3 Dividend Stocks to Bankroll Your Retirement

Younger investors with many years of work ahead of them can afford to prioritize growth over income in their portfolios. After all, time is going to do most of their heavy lifting for the foreseeable future, and it’s likely to erase any short-term setbacks the market might dish out. For investors nearing or already in retirement, however, it’s a different story. They need reliable income now, and they’ll need its sources to keep being reliable later.

If you’re among the latter group and are ready to reconfigure your portfolio to more appropriately meet your new investing requirements, Consolidated Edison (NYSE:ED), Crown Castle International (NYSE:CCI), and Procter & Gamble (NYSE:PG) should rank among your top prospects.

Let’s find out a bit more about these three dividend stocks that can help bankroll your retirement.

1. Consolidated Edison

Dividend yield: 4.6%

Utility companies are great income stocks for an obvious reason — they’re steady businesses. People tend to do whatever it takes to keep the lights, heat, and water on. So the companies that provide those services can have a pretty good idea of how much revenue they’ll be collecting in any given month.
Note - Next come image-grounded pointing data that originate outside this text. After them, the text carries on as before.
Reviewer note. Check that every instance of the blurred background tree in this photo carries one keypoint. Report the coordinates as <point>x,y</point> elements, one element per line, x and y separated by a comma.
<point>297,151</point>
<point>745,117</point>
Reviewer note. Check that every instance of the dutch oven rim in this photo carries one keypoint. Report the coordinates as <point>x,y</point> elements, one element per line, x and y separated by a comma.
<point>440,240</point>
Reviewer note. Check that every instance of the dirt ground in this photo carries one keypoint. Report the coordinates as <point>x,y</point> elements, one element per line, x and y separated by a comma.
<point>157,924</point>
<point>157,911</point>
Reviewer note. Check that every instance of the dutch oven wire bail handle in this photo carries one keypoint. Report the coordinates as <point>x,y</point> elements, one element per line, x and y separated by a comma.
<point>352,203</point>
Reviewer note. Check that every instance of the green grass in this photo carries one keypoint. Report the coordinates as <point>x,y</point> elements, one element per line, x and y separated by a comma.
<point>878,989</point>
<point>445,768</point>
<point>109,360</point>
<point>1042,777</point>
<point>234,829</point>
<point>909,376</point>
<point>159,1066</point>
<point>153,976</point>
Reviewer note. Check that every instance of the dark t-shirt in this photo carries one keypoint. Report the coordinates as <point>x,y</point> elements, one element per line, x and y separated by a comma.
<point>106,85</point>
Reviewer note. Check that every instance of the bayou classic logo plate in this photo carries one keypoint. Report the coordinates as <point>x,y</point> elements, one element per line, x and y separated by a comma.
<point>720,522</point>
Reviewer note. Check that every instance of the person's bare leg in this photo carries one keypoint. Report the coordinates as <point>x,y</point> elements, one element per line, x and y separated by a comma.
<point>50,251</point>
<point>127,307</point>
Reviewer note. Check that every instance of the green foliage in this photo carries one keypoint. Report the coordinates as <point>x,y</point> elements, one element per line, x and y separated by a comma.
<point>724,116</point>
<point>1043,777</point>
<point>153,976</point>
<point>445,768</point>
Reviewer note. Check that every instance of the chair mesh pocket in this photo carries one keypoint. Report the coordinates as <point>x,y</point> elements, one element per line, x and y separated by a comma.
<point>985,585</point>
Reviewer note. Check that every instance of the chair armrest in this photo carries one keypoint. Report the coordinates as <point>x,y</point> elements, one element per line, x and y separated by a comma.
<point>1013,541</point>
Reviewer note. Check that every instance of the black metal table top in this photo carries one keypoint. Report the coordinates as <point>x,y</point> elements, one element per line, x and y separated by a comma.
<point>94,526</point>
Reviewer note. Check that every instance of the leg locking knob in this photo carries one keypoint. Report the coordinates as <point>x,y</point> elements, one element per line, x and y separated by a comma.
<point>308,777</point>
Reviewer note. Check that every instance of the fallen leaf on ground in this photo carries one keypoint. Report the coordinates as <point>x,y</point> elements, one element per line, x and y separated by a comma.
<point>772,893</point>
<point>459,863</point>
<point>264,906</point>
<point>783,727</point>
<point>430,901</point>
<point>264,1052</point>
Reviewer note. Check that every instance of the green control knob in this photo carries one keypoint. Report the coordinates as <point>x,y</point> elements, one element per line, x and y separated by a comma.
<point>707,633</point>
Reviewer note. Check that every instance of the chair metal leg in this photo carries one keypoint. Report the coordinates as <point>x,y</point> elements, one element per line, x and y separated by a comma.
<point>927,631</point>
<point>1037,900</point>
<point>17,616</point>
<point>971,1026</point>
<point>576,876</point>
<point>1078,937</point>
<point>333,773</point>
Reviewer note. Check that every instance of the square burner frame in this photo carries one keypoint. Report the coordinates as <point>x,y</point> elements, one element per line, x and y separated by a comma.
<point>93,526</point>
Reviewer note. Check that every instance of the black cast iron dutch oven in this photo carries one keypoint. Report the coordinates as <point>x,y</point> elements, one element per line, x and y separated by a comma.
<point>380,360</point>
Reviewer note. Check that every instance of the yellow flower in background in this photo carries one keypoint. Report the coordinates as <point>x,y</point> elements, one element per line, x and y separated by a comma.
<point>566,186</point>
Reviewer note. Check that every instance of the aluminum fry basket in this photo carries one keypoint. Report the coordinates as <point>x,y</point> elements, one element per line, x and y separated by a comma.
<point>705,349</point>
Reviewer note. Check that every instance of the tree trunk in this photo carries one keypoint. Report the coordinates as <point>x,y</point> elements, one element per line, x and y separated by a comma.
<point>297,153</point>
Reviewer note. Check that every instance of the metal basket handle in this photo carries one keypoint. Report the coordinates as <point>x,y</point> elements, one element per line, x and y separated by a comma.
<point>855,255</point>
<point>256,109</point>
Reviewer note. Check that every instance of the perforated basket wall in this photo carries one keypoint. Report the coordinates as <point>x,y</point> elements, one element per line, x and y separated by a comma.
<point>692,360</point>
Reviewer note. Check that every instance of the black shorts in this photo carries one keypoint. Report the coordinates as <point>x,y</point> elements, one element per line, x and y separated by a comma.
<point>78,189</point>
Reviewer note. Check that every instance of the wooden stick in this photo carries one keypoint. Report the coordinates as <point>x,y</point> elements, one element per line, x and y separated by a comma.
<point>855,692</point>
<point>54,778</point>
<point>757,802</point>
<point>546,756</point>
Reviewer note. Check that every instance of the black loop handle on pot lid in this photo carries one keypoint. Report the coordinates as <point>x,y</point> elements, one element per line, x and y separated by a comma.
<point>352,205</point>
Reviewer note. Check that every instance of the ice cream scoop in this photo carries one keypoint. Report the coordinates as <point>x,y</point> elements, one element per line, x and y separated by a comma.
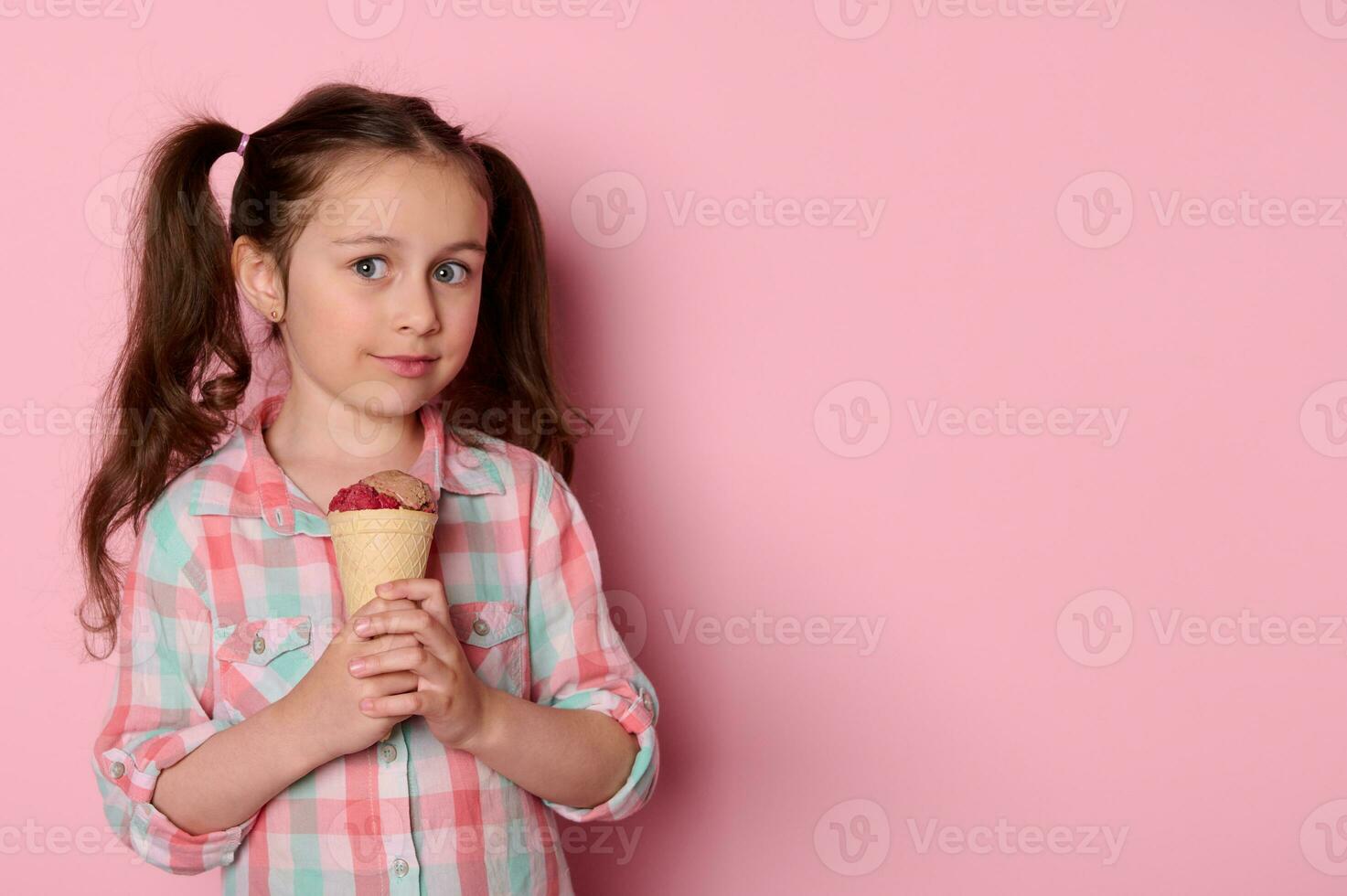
<point>387,489</point>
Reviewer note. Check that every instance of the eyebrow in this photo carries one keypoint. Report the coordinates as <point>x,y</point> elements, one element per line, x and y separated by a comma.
<point>378,239</point>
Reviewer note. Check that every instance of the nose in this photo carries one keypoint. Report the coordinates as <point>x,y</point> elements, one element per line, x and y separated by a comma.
<point>415,310</point>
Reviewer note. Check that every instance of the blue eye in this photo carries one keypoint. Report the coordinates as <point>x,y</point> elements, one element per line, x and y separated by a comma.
<point>452,264</point>
<point>362,267</point>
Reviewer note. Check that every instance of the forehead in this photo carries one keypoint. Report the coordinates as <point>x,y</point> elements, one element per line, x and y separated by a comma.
<point>418,201</point>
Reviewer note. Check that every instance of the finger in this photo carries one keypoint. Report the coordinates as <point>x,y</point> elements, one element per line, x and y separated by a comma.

Not all utility stocks are the same though — not by a long shot. Various companies move in and out of favor over time, and each will face somewhat different price regulation restrictions and expense situations. Based on these factors, right now, Consolidated Edison looks to be one of the top stocks to buy in the sector.

Yes, its above-average dividend yield of 4.6% is part of the bullish argument. But the rest hinges on the fact that ConEd is embracing the country’s inevitable and ongoing transition to a greener energy future. Namely, the company aims to triple its current energy efficiency by 2030, and it is working toward a goal of generating 100% of its electricity from clean/renewable sources by 2040. It’s even tinkering with electric school buses in an effort to help get heavily polluting vehicles off our roads.

None of these clean-energy initiatives have been mandated by governments to the degree Consolidated Edison is pursuing them. But renewable energy is the shape of things to come.

ConEd has already compiled a 46-year streak of annual dividend hikes, and by being proactive now rather than reactive later, it’s positioning itself to keep extending that streak for many years more.